Pluggable parts
Contents
Some points in NetarchiveSuite can be swapped out for other implementations, in a way similar to what Heritrix uses.
RemoteFile
The RemoteFile interface defines how large chunks of data are transferred between machines in a NetarchiveSuite installation. This is necessary because JMS has a relatively low limit on the size of messages, well below the several hundred megabytes to over a gigabyte that is easily stored in an ARC or WARC file.

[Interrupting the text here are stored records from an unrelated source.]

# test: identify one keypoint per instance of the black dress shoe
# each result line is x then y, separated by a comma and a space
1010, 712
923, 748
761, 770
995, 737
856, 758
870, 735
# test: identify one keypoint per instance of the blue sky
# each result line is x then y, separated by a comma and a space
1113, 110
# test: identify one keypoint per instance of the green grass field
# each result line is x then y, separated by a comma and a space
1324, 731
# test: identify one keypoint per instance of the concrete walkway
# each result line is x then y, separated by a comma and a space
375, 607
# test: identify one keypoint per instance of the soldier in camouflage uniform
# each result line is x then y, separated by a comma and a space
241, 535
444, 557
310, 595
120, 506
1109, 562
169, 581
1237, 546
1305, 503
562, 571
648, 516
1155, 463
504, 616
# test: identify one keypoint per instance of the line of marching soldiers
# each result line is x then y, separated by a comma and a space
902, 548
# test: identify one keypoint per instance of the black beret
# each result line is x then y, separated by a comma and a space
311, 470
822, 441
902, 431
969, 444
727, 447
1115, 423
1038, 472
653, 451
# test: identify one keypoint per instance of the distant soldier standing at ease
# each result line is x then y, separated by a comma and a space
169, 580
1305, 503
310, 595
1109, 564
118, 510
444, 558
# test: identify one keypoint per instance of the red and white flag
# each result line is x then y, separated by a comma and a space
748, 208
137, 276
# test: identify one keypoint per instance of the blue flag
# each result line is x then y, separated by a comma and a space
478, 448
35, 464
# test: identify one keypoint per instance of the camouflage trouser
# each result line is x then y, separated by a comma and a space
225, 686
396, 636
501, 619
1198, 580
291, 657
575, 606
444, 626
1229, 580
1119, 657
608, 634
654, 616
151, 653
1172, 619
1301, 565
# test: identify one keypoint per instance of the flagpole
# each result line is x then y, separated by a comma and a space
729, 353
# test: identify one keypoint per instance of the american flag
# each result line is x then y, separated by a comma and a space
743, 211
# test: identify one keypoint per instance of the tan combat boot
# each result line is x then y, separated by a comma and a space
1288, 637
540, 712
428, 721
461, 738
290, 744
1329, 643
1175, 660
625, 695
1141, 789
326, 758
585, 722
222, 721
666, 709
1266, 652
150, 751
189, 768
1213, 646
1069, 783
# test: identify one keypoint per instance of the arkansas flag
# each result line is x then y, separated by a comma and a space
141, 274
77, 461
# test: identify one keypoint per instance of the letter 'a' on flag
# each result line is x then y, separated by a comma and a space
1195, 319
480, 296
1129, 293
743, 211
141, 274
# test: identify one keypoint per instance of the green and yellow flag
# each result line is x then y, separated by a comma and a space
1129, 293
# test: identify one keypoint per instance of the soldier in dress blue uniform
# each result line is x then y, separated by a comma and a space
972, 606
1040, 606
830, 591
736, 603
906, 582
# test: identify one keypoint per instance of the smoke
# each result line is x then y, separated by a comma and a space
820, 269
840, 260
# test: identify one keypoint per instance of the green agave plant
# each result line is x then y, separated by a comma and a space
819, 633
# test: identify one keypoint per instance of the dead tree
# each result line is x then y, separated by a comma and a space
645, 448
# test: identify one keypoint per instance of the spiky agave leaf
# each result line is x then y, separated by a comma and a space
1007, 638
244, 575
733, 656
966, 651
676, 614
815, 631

The RemoteFile interface is defined by the RemoteFile interface.
JMSConnection
The JMSConnection provides access to a specific JMS connection. The default NetarchiveSuite distribution contains only one implementation, namely JMSConnectionSunMQ which uses Sun's OpenMQ. We recommend using this implementation, as other implementations have previously been found to violate some assumptions that NetarchiveSuite depends on.
The JMSConnection interface is defined by the abstract class JMSConnection.
Implementations of this interface needs to implement the four abstract methods in this interface: getConnectionFactory(), getDestination(String destinationName), onException(JMSException e), and getQueueSession().
ArcRepositoryClient
The ArcRepositoryClient handles access to the Archive module, both upload and low-level access.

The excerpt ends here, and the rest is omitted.